Matěj Štágl

Posted on Oct 30

Understanding the LlmTornado Codebase: Multi-Provider AI Integration

#performance #dotnet #ai #csharp

On-Device AI Inference: How to Boost Your C# App's Performance

I've been experimenting with on-device AI inference lately, and honestly, the performance gains are kind of wild. Last weekend, I was working on a healthcare app prototype that needed to process patient data locally (HIPAA compliance, you know the drill), and I started diving into what's changed in the edge AI landscape as we head into Q4 2025.

The big shift? Hardware has finally caught up with the hype. We're not just talking about running basic sentiment analysis on-device anymore—we're running legitimate AI workloads that would've required cloud roundtrips just a year ago. According to industry insiders, specialized edge-AI chips designed for low-power AI operations are becoming the norm, especially in smartphones and IoT devices.

Why On-Device Inference Actually Matters Now

Here's what clicked for me: on-device AI inference enables real-time data processing directly on edge devices, reducing latency and improving performance. But more importantly, your data never leaves the device. For applications like healthcare wearables or autonomous vehicles, this isn't just a nice-to-have—it's a fundamental requirement.

The latency improvements alone are worth it.

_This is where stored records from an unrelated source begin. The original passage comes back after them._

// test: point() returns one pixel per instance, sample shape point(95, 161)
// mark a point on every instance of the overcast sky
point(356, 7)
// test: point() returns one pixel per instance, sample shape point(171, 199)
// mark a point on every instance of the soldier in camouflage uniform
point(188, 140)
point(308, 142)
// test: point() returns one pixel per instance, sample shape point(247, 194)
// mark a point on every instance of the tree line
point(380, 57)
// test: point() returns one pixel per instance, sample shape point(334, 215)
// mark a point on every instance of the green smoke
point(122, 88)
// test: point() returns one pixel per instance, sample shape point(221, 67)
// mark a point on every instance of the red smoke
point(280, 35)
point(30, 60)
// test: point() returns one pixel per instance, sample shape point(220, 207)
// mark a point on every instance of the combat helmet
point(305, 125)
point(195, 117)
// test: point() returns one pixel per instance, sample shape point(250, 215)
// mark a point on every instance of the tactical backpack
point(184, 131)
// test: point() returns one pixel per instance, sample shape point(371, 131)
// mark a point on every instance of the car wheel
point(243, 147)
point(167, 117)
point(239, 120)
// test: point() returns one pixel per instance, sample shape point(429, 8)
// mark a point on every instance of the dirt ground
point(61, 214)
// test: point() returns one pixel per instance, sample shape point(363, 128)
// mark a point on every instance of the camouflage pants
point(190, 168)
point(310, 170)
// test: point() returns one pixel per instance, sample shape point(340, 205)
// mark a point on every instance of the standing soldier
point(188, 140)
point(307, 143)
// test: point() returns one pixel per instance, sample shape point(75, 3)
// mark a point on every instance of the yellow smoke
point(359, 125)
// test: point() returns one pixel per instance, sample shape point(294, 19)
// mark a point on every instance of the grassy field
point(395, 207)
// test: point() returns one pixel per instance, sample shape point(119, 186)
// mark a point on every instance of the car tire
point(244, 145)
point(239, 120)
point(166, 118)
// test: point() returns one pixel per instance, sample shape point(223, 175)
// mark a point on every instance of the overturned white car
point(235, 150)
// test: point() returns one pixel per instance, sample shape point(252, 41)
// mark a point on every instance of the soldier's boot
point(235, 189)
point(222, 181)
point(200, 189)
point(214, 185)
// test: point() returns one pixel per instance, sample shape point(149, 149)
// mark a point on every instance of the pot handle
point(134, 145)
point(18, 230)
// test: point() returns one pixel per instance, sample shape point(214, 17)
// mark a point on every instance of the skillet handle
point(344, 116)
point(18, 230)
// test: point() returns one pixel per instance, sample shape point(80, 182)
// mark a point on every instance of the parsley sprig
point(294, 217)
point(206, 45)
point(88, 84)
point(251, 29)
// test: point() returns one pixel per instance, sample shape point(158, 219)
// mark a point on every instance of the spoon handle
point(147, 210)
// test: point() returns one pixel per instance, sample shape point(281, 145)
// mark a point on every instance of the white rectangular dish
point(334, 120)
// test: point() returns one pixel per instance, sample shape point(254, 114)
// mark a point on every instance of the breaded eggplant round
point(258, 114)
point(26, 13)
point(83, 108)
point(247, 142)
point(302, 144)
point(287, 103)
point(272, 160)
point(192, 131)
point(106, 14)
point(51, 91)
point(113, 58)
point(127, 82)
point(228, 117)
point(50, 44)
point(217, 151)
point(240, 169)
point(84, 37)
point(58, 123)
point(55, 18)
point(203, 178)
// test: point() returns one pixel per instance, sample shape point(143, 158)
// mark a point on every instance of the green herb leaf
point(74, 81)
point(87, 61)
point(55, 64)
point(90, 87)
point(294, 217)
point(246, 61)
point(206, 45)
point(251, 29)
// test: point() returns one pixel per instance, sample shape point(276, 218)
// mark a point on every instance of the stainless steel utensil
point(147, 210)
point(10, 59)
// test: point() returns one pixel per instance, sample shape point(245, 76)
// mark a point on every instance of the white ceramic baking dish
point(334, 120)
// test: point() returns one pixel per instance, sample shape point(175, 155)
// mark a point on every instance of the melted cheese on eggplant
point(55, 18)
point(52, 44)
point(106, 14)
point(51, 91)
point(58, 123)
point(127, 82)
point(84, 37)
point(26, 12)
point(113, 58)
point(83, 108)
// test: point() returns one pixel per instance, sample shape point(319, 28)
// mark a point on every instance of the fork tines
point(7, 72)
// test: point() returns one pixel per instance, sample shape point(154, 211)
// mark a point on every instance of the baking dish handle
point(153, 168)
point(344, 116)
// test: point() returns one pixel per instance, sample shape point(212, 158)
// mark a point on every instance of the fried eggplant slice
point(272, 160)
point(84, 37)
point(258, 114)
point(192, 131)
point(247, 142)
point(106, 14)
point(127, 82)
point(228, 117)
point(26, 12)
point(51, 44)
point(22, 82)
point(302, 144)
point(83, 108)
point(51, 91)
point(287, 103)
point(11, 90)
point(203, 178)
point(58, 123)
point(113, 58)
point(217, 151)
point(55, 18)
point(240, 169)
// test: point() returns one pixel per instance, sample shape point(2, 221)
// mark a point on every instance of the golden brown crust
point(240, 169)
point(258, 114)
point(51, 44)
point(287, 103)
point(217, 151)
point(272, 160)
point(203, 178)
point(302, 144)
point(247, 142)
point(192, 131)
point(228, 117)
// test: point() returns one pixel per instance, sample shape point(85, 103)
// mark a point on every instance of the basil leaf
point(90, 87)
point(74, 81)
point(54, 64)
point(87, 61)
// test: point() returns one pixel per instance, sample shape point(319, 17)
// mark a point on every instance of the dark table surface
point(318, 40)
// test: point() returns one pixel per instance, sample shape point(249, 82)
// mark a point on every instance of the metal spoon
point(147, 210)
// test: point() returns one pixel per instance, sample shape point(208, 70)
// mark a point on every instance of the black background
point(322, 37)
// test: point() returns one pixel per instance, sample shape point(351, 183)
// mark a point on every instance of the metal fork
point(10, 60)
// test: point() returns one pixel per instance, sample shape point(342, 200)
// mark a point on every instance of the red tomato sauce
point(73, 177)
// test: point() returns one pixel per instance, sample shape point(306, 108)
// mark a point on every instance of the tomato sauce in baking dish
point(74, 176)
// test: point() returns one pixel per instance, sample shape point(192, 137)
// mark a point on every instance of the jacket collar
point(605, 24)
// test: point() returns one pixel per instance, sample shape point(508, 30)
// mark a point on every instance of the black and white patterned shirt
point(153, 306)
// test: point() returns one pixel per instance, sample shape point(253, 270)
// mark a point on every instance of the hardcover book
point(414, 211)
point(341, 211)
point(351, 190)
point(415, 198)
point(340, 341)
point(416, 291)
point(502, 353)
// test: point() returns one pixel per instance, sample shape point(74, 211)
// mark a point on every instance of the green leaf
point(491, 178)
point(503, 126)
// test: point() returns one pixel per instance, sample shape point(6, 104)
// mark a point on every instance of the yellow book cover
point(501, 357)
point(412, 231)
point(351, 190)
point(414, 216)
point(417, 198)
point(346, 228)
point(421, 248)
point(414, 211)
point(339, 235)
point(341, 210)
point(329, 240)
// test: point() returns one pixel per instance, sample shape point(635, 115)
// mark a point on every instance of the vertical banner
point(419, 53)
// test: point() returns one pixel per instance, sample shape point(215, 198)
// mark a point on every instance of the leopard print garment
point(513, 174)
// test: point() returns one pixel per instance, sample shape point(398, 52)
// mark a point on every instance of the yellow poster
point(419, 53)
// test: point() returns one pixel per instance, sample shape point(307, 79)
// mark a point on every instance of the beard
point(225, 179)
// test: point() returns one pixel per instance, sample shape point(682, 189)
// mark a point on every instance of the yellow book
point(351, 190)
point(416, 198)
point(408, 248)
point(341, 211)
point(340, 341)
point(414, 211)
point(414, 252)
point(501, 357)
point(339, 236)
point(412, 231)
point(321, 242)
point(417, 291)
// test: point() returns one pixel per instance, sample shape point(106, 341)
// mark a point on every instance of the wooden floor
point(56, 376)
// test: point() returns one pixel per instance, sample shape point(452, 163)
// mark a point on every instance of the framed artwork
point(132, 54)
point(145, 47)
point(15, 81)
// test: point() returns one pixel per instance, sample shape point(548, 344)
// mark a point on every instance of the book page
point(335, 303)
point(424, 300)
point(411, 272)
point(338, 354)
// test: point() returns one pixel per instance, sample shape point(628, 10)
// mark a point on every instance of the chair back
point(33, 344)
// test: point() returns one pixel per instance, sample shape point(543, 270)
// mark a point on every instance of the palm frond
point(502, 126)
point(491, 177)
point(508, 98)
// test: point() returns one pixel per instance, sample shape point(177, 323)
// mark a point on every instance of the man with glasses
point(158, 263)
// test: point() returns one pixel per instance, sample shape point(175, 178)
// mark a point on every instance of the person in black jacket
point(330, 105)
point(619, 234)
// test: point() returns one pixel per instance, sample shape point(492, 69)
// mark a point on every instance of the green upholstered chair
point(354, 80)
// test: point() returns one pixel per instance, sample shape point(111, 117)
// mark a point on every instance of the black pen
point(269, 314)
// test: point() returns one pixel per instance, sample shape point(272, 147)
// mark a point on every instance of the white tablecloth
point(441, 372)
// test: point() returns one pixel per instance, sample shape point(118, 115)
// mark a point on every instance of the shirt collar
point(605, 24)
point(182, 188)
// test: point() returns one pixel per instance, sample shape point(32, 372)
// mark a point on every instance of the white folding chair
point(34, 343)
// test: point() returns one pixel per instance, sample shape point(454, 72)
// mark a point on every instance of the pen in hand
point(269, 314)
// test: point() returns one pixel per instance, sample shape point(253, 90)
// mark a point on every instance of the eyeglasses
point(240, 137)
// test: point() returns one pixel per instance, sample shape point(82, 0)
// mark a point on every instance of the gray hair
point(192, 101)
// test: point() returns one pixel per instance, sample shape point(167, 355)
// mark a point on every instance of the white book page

I was seeing 200-300ms response times when hitting cloud APIs (even with good connectivity). Moving inference on-device? Sub-50ms consistently. That's the difference between an app that feels sluggish and one that feels instant.

Setting Up Your C# Environment for Local Inference

Alright, let's get practical. If you're working in C#, you've got a few solid options for running models locally. The framework I've been using is LlmTornado—it's provider-agnostic, which means the same code works whether you're hitting OpenAI's API or running Ollama locally.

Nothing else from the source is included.